Javelin Findings Suggest Online Banking Saturation
If a new report is any indication, online banking adoption appears to have reached its limit.
According to Javelin Strategy & Research, findings revealed that while online banking has “clearly established itself as a vitally important self-service channel,” the adoption rate for online banking has tapered off.
Consumers are also putting the brakes on online bill pay, the report noted. The Pleasanton, Calif.-based Javelin’s forecasts slow growth for viewing and paying bills online through financial institutions and biller websites.
While the financial services industry is still convincing consumers to move away from paper statements, they’re still showing concerns about the process, the firm discovered.
Big banks have set the precedent for online banking and bill pay and mobile banking, putting pressure on smaller institutions, including credit unions, to pick up the pace, Javelin said.
Based on a March 2011 Javelin survey of 5,102 consumers, the report revealed that 81% of those who managed their household finances, banked online at least once in the past 12 months. The data showed that this rate is expected to remain flat through 2016, increasing only through population growth.
While online banking adoption rates have leveled, Javelin said consumers are more active online bankers. Weekly online banking use has doubled since 2005, reaching 65% in 2009. The report noted that the percentage of consumers who have never banked online has been cut in half, and the Web is consumers’ preferred channel for checking account balances, transferring funds and paying bills.
The year 2011 has also seen a shift in paperless practices: 37% of consumers receive electronic checking account statements and 35% rely on paper statements, a notable change from 20% compared to 48% in 2008. Twice as many consumers pay their eight most common bills online as opposed to by mail, Javelin found.
“Consumers have embraced the idea of logging in around the clock to deal with banking chores at their own convenience,” Javelin said. “Financial institutions of all sizes have benefited because this self-service channel offers opportunities to trim operating costs.
Online banking has not only become the primary mode of contact for profitable customers, but it also has provided a launching pad for mobile banking.”
Among those consumers who are paying bills online, they're typically paying their mobile phone, student loan, secondary credit card and store-branded credit card bills at a biller-direct site and their mortgage, car loan and utility bills through their financial institutions, the data showed. The most popular online destination for a primary credit card payment was a tossup between biller sites and financial institutions.
Still, Javelin predicts that by 2015, paying every bill online through a financial institution will become a common practice.
Paying bills online may be popular, but weekly use of online bill pay has, in fact, declined since 2009 after a jump in usage from 2008 to 2009, according to the data. Javelin said its research showed that 54% of consumers paid a bill online through their financial institution in a past month during tracked in the survey, while 63% did in 2009. Fifty percent of consumers went online to a biller site to pay a bill during that same month, which was down slightly from 51% in 2009.
“The weekly habit of paying bills online has declined at a worrisome pace – in sharp contrast to online banking, which has deepened into a weekly habit for consumers,” the report read.
Javelin statistics showed that online banking and bill pay lagged at smaller financial institutions.
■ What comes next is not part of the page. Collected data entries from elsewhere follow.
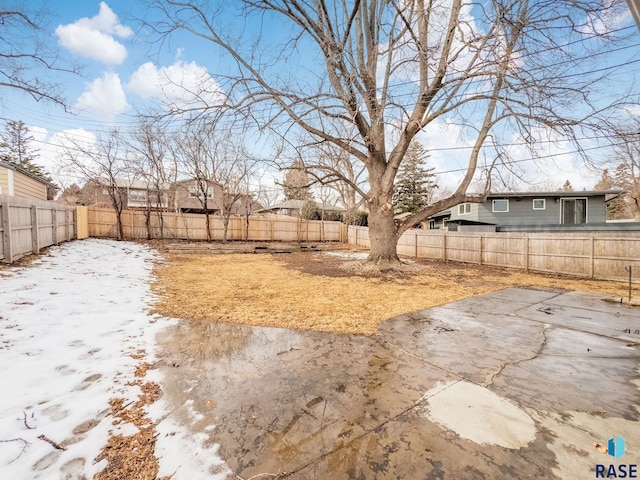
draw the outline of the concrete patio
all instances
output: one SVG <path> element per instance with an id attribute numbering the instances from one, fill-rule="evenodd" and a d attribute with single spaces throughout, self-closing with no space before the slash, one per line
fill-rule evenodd
<path id="1" fill-rule="evenodd" d="M 506 289 L 371 337 L 181 321 L 160 343 L 171 416 L 243 479 L 587 479 L 640 459 L 640 309 L 594 294 Z"/>

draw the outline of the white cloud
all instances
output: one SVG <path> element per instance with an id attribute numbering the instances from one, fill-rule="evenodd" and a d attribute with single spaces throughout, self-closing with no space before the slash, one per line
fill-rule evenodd
<path id="1" fill-rule="evenodd" d="M 168 67 L 145 63 L 133 72 L 127 90 L 177 108 L 211 106 L 224 101 L 220 85 L 205 67 L 181 60 Z"/>
<path id="2" fill-rule="evenodd" d="M 105 120 L 125 112 L 129 104 L 118 74 L 107 72 L 88 84 L 75 108 Z"/>
<path id="3" fill-rule="evenodd" d="M 60 45 L 77 55 L 118 65 L 127 57 L 127 49 L 114 36 L 128 38 L 133 31 L 120 23 L 105 2 L 100 2 L 98 15 L 59 25 L 56 35 Z"/>

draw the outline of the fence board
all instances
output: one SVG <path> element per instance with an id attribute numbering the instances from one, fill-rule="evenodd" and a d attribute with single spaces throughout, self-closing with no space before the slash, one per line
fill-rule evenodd
<path id="1" fill-rule="evenodd" d="M 224 221 L 219 215 L 209 216 L 212 240 L 224 238 Z M 87 212 L 88 232 L 92 237 L 117 237 L 116 214 L 109 208 L 90 207 Z M 207 240 L 206 216 L 195 213 L 122 212 L 125 238 L 165 238 Z M 319 242 L 342 240 L 340 222 L 304 220 L 286 215 L 229 218 L 228 240 L 265 240 L 282 242 Z"/>
<path id="2" fill-rule="evenodd" d="M 0 195 L 0 260 L 12 263 L 75 238 L 73 208 L 55 202 Z"/>
<path id="3" fill-rule="evenodd" d="M 349 226 L 347 243 L 370 248 L 367 227 Z M 640 282 L 640 234 L 636 232 L 582 233 L 459 233 L 409 230 L 398 240 L 397 252 L 483 265 L 576 275 L 603 280 L 626 280 L 632 266 Z"/>

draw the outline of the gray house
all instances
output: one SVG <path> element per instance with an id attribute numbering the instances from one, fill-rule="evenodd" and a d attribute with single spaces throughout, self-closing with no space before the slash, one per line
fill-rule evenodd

Compared to 82% of customers at Bank of America, Chase, Citicorp and Wells Fargo, 67% of community bank customers banked online each month.
Still, the report noted that credit unions beat big banks in several electronic billing categories. About half of credit union members only receive electronic statements for student and car loans, compared to approximately 35% of large bank customers. Overall, Javelin found members are more likely than consumers to choose online statements for primary credit cards and mortgages.
Despite the many advances made by financial institutions in online banking and bill pay, an air of skepticism still exists among consumers, the report noted. Javelin said before fully surrendering to online banking and bill pay, consumers want to know that the process is secure, that their financial institution will remind them when bills are due and that past payments will be archived.
“Although turning off paper sounds like a straightforward, on-off decision, it actually requires a gradual behavioral change that will hinge on a variety of technological upgrades,” the report read. “To persuade consumers to turn off paper, they must be willing to change their behaviors when paying bills and managing their money.”
Javelin offered financial institutions several recommendations to help reverse negative trends.
First, upgrade online banking systems and emphasize personal financial management capabilities. Second, encourage online bill pay by sending reminder messages and tailoring them according to the degree in which the consumer uses online banking and bill pay. Third, utilize financial alerts and notifications to eliminate the need for a paper statement as a bill pay reminder. For instance, financial institutions can offer a mobile app that creates a queue of unpaid bills and tracks when they’re scheduled and paid.
Finally, the Javelin report suggested addressing consumers’ fears about online bill pay by letting them know it’s convenient, allows them to view past payments, and most significantly, is safe and secure.
“Javelin data repeatedly shows that paper turn-off campaigns rightfully should focus on reducing clutter, 24/7 convenience and helping the environment,” the firm said. “But these efforts can easily overshadow a gnawing concern for many Americans: fear of identity theft. Financial institutions should spotlight how 24/7 monitoring via online and mobile banking can make them safer than monthly monitoring of paper statements.”